Wiki Vote Direct Graph


In [1]:
%matplotlib inline
import random
import copy
import matplotlib.pyplot as plt
from dgraph import readGraph
from lesson1 import averageClustering as ac
from lesson2 import countEdges
from lesson4 import topk
from lesson4 import betweenness
from lesson5 import eigenvector_centrality as ec
from dgraph import randomDirectBalancedGraph as rdbg
from dgraph import Page_Rank as pr
from dgraph import fill_incoming as fi
from dgraph import Independent_Cascade as ic
from dgraph import toUndirect as und

In [2]:
def independent_cascade(graph, seed, centrality):
    adopters, haters, steps = ic(g, seed)
    print 'Independent Cascade Model: TOP %d %s' % (len(seed), centrality)
    print '\tFinal Adopters:\t', len(adopters)
    print '\tFinal Haters:\t', len(haters)
    print '\t# Iterations:\t', steps
    return len(adopters)

Set Parameters


In [3]:
seed = 100

Read the wiki-vote graph


In [4]:
g = readGraph('wiki-Vote.txt')
print 'Edges = %d\tAverage Clustering = %f'% (countEdges(g)*2, ac(und(g)))
fi(g) # Fill incoming edges dictionary


Edges = 103688	Average Clustering = 0.140898

Execute centrality measures


In [8]:
print 'Page Rank execution...'
pagerank, iterations, err = pr(g, alpha=1.0e-5, eps=1.0e-3)
print iterations, ' iterations.
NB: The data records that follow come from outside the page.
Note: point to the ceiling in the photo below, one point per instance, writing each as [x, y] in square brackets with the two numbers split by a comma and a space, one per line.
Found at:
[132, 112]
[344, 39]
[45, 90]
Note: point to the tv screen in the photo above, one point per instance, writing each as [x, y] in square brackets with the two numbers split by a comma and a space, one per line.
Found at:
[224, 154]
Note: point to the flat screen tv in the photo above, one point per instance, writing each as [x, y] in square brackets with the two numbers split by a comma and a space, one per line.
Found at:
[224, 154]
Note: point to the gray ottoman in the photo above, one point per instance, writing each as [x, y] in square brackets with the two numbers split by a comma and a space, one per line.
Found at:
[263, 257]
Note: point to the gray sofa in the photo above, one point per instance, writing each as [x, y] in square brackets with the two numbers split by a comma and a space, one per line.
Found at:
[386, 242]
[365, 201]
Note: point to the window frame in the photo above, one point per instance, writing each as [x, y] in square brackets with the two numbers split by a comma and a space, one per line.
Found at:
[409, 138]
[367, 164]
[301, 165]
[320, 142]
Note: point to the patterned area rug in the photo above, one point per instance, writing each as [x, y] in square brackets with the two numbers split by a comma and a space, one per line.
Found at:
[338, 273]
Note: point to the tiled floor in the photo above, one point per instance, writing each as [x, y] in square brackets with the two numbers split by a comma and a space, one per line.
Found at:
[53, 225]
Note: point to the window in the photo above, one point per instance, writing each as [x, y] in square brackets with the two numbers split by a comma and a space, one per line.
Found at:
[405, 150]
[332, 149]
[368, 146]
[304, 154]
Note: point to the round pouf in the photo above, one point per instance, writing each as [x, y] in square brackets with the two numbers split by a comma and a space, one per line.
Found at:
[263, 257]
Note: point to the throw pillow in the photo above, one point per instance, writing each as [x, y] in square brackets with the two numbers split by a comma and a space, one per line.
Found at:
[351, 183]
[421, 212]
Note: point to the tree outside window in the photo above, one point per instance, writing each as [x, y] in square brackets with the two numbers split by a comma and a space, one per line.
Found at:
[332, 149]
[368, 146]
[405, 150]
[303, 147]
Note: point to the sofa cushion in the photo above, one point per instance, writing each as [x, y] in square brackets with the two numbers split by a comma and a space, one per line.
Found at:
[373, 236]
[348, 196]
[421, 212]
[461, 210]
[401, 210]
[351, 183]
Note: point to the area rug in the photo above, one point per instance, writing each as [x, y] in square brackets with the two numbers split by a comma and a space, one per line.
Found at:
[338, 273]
Error:', err
top_pr = [a for a,b in topk(pagerank, seed)]


Page Rank execution...
54  iterations. Error: 0.000834968957836

In [9]:
print 'Eigenvector Centrality...',
cscores, diffsum = ec(g)
top_eigenc = [a for a, b in topk(cscores, seed)]
print 'Done'


Eigenvector Centrality... Done

In [10]:
print 'Betweennes centrality...',
bet = betweenness(g)
top_bet = [a for a, b in topk(bet, seed)]
print 'Done'


Betweennes centrality... Done

Execute Independent Cascade Model


In [27]:
seed = 100
max_pr_ad = independent_cascade(g, top_pr[:seed], 'Page Rank')
max_eigenc_ad = independent_cascade(g, top_eigenc[:seed], 'Eigenvector')
max_bet_ad = independent_cascade(g, top_bet[:seed], 'Betweenness')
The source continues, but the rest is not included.